Next to boring technologies and also Postgres, is you build on well-understood technical foundation and open standards. Open standards give you the flexibility to argue with vendors, to switch things. It's good understanding. There's a foundation to use this. One of the open standards next to Postgres is all the things that come towards data storage right now. Think data storage in the cloud is a lot of getting commodities. If you're using Delta or Iceberg or Parquet, it's open standards. Also, query engines get open standards, and you can build on top of this.
Another thing to keep things simple is leveraging the key concept of the cloud. Doing automation. Doing scaling to zero, and reduce the vertical integration. I said, I'm not a big fan of Kubernetes in data because I think there's a lot of good PaaS and SaaS platforms that actually go higher level and enable you to do more with less in the end.

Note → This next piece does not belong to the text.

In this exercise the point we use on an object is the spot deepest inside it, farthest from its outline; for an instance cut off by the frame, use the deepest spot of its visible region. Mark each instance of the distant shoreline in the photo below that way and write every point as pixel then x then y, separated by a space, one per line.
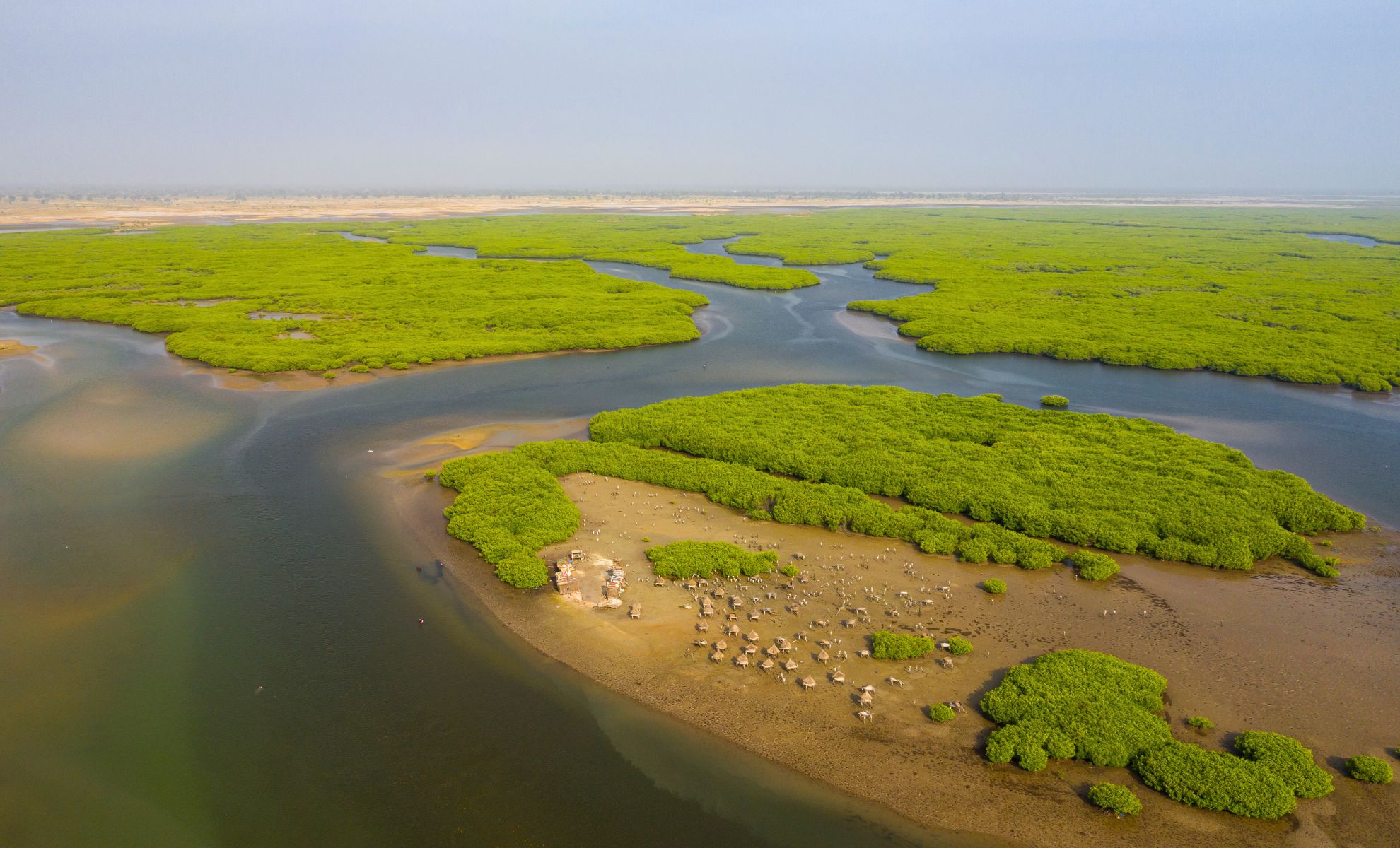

This might be something that is very familiar to a lot of software engineers, but you see in the data place, there's a gap between what software engineering knows and what software engineers knows is a good thing, and what data engineering does.
Customer Case - Banking
Another case, a pretty conservative bank, slow, not that large, regional bank, a cooperative, they want to do more data-driven decisions. Which management doesn't want to do more data-driven decisions? The existing solutions didn't scale, not in terms of data, but scale in terms of what decisions we can make, what kind of insights do we get? They built a cloud data platform. They use a central team for the platform, no data mesh, but they have different data user teams that actually use those platforms. What we built is we used open standards.
A platform in the cloud, in this case, it's Azure, but it could be any cloud, using Delta Lake as an open standard for software, using PySpark, which is an open-source product to run their data. Nobody wants to run PySpark on its cluster on its own. You never want to do this. We used Databricks. We used the Unity Catalog, which is proprietary stuff, yes, but it gives us things that we didn't get about any standards, gives us things about permissions, management. It's not the business data catalog, it's a technical data catalog. We're using Databricks Serverless SQL to access that data.
Those are proprietary things, but the foundations are open source and open standards. We used also the Unity Catalog features to provide the data towards, I said, we had a core team and multiple single teams as well. We had the core team having catalogs, and those can be shared within other teams. We're using the Unity Catalog features of Databricks with it. If you're building things like these, on Kubernetes, you have to find a solution where you can do the cataloging. The Unity Catalog is open source. I've not seen a lot of companies actually running it. You want to get it managed because you won't get paid for running in catalog most of the time. We use the catalogs for data sharing between those departments. This was proprietary stuff, yes, but built on open foundation. Those open foundations enabled us, for instance, to use different query engines. Databricks is a great platform. I really like it. Other platforms might be good as well. I'm not that experienced with it.
If you are coming to data that is not huge, but it's big, like 30 gigs, 40 gigs, or whatever, Spark is actually really slow. It's a lot of overhead to actually process the data. Thanks to the open standard, we could use DuckDB to connect that data. We can get a token from Unity Catalog and read the data from the Delta Lake. It's an open catalog. It's an open standard, nothing proprietary. Because one thing, data is smaller than you might think. This is an analysis of Amazon Redshift. The team behind Amazon Redshift did it. It's a few months old already. This is the title, Why TPC Is Not Enough.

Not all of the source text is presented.